Let's investigate `T^2 A[x]`. This is:
`min(T A[x-1], T A[x] - 1, T A[x+1])`
`= min(min(A[x-2], A[x-1]-1, A[x]), min(A[x-1], A[x] - 1, A[x+1]) - 1, min(A[x], A[x+1] - 1, A[x+2]))`
`= min(A[x-2], A[x-1] - 1, A[x] - 2, A[x+1] - 1, A[x+2])`.

We can show by induction or otherwise that:
`T^k A[x] = min_{0 <= j <= k} (A[x ± j] - (k-j) )`

When `T^k A[x]` is positive, all of these terms are positive, namely `A[x ± j] > k-j` for all `0 <= j <= k`. Graphically, A contains a pyramid with heights [1, 2, ..., k, k+1, k, ..., 2, 1], and we want to know the largest pyramid contained in A.

If we can know L(x) = the largest k with up-staircase [1, 2, 3, ..., k] that ends at A[x], and R(x) = the largest k with down-staircase [k, k-1, ..., 2, 1] starting at A[x], then the largest pyramid centered at x will have height min(L(x), R(x)), and we can find the maximum over all x. Finding R is similar to finding L, so let's just focus on finding L.

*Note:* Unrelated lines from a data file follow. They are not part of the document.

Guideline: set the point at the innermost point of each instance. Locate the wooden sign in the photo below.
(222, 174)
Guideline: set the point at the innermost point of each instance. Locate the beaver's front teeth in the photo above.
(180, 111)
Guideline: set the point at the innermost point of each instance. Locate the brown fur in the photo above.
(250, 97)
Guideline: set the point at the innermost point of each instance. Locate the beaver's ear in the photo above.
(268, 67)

Say L(x) = k, and let's figure out what L(x+1) is.

• If A[x] >= k+1, L(x+1) is k+1.
• If A[x] < k+1, then L(x+1) is A[x].

Thus, L(x+1) = min(L(x) + 1, A[x]) is a recursion for L.

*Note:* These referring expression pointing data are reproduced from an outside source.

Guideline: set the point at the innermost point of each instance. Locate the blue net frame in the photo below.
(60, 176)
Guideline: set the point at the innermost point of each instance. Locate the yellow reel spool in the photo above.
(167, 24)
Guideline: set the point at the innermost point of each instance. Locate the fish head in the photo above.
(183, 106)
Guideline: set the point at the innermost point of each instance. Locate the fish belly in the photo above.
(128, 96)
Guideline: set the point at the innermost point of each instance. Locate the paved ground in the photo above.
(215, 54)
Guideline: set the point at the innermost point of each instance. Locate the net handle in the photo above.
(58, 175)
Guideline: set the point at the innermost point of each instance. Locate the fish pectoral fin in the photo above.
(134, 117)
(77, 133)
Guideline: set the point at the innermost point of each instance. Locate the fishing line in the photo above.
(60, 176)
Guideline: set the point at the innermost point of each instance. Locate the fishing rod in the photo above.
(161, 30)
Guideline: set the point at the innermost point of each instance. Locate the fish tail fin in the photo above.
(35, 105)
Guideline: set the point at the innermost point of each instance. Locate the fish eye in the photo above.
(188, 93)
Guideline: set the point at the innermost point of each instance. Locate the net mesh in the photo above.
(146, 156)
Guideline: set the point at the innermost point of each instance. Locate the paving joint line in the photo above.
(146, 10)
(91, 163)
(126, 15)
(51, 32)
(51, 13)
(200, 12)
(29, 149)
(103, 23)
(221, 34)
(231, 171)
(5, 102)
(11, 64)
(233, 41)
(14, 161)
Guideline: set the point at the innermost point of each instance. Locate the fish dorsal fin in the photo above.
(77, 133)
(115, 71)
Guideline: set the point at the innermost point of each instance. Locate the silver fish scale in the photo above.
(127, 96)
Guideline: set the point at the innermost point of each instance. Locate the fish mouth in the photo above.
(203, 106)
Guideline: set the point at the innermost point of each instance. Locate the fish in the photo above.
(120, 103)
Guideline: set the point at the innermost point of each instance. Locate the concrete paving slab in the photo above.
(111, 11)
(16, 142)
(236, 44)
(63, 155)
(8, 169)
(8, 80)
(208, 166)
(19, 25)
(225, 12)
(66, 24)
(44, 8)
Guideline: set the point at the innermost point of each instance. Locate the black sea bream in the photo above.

Putting that all together:

``````def solve(A):
A = [0] + A + [0]
def staircase(A):
#L[x] = largest staircase ending at x
L = []
for i, u in enumerate(A):
L.append(min(L[-1] + 1, u) if i else 0)
return L
L = staircase(A)
R = staircase(A[::-1])[::-1]
return max( min(L[i], R[i]) for i in xrange(len(A)) ) + 1
``````

• @cau-seoi-dyun-dou Sorry I still don't understand how 6 columns in example one turned to 5 columns and how the values changed. Could you/anyone give some more explanation on it?